Vor Zeiten, als im Berner Oberland die Wälder noch viel grösser, die Dörflein viel kleiner waren, hauste in einer Höhe nahe bei Sundlauenen, die heute Beatushöhle genannt wird, am Thunersee ein fürchterlicher Drache. Hinter Tannen versteckt, steckte er den stachligen Schwanz tief, tief in das finstere Loch. Kein Mensch wagte in der Nähe vorbei, kein Tierlein hüpfte herum. Oefters sassen schwarze Raben auf dem Felsen über der Höhle; aber wenn der Drache seinen dampfenden Schnauf ausschnaubte, flogen sie mit Gekrächz hinweg bis über den See.

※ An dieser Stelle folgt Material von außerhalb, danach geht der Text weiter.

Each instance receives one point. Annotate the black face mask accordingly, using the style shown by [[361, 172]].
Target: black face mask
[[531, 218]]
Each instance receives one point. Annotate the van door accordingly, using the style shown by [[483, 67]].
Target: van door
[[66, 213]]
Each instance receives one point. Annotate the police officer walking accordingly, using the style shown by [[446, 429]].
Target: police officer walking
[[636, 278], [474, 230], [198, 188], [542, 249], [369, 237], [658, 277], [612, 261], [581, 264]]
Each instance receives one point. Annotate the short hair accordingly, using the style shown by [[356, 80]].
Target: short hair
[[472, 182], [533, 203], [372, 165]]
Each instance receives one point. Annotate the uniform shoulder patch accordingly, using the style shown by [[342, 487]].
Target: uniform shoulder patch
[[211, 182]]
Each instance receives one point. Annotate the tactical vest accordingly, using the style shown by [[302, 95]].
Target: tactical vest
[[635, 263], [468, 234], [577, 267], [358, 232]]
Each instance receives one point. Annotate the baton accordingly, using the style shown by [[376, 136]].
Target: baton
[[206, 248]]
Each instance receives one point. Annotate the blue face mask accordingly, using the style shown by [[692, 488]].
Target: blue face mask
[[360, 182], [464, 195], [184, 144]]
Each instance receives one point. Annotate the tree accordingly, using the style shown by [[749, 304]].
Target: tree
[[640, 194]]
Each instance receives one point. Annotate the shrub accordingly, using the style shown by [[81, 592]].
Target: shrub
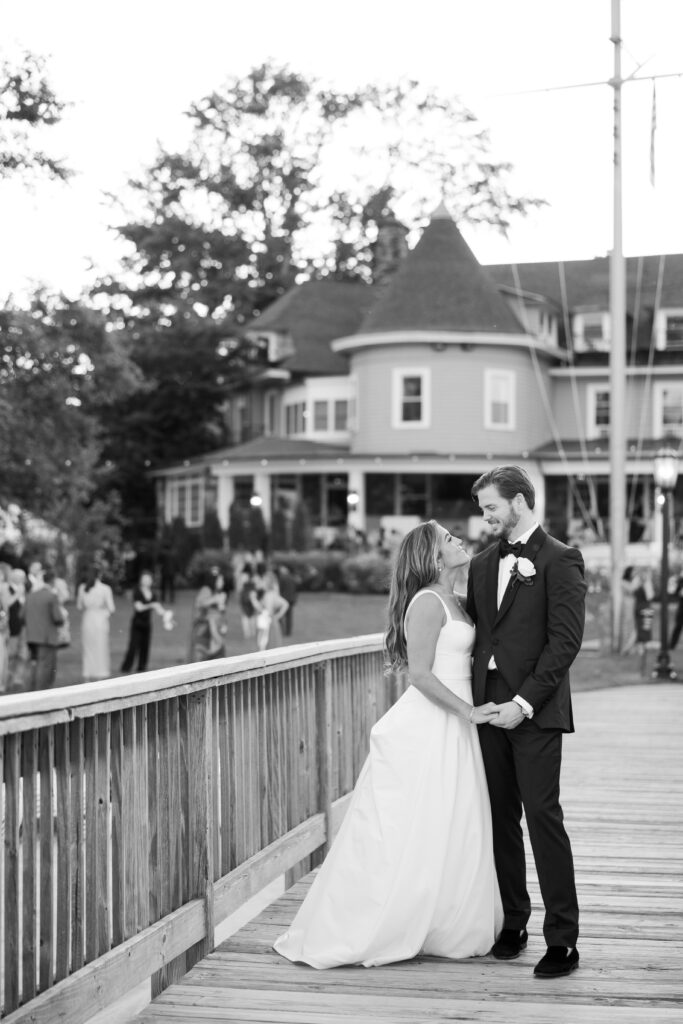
[[314, 569], [367, 573], [203, 561], [302, 534]]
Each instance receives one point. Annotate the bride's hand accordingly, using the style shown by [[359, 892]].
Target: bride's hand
[[484, 713]]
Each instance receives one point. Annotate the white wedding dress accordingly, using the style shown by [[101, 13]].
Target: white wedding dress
[[412, 867]]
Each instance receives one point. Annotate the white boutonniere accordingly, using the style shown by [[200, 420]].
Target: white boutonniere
[[523, 571]]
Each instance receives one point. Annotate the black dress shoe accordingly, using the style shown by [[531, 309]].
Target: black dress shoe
[[558, 961], [510, 943]]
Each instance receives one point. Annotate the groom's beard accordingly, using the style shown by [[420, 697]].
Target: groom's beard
[[505, 526]]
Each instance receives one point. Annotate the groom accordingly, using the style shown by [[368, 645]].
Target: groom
[[526, 597]]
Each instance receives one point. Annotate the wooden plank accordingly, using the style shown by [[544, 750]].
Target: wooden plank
[[47, 872], [77, 843], [325, 749], [154, 814], [33, 711], [97, 985], [200, 872], [12, 775], [141, 804], [254, 875], [63, 871], [214, 782], [29, 741], [129, 823], [226, 781], [91, 845], [118, 857], [102, 881]]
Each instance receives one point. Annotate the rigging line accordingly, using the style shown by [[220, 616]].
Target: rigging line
[[650, 356], [549, 409], [574, 392], [583, 85]]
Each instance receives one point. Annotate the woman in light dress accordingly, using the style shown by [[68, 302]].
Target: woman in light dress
[[272, 607], [95, 600], [412, 868]]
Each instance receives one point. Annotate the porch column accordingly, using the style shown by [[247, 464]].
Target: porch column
[[539, 482], [224, 498], [356, 514], [263, 489]]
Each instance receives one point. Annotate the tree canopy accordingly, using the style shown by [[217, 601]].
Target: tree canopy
[[28, 105]]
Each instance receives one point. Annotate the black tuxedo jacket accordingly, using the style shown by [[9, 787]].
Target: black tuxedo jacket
[[538, 630]]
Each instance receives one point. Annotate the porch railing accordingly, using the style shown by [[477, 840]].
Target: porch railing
[[138, 813]]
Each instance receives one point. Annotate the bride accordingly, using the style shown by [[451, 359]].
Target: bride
[[412, 867]]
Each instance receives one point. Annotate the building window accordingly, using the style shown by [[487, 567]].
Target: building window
[[499, 399], [411, 398], [591, 332], [295, 415], [598, 411], [319, 416], [341, 414], [186, 501], [669, 410], [271, 414], [669, 330]]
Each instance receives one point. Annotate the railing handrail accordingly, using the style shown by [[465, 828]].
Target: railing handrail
[[28, 711]]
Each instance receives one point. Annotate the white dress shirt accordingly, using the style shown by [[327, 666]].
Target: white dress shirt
[[504, 569]]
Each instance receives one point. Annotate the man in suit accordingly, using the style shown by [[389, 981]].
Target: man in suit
[[526, 598], [43, 614]]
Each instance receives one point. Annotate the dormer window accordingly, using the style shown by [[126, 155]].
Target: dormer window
[[591, 332], [598, 411], [669, 330], [276, 345]]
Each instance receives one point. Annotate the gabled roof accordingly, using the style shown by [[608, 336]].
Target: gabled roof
[[314, 313], [587, 281], [441, 287]]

Unter den Krallen des Drachen lag ein grosser Stein, in seiner Mitte ein wenig eingehöhlt, wie eine Schale. Das war der Opferstein. Auf diesem hatten in früherer Zeit Priester das Opfer gerichtet, als die Menschen noch zu den alten Göttern beteten, bevor der Christus zur Erde gekommen war. Damals kamen die Menschen zur Höhle, wenn die Sonne den Wintergang wendete, der Mond in vollem Lichte strahlte, wenn ein neuer Stern am Nachthimmel aufglänzte, oder die Blitze mit mächtigem Krachen die Eichbäume zerschlugen.

Als der letzte Priester starb, war keiner mehr, der den Rauch zum alten Götterhimmel schicken konnte. Ueber der Höhle herauf wuchsen Baum und Gestrüpp. Und wenn am dämmernden Abend die Menschen in den Hütten beisammen sassen, erzählten sie sich vom Priester, von Opferrauch und den verlorenen Göttern.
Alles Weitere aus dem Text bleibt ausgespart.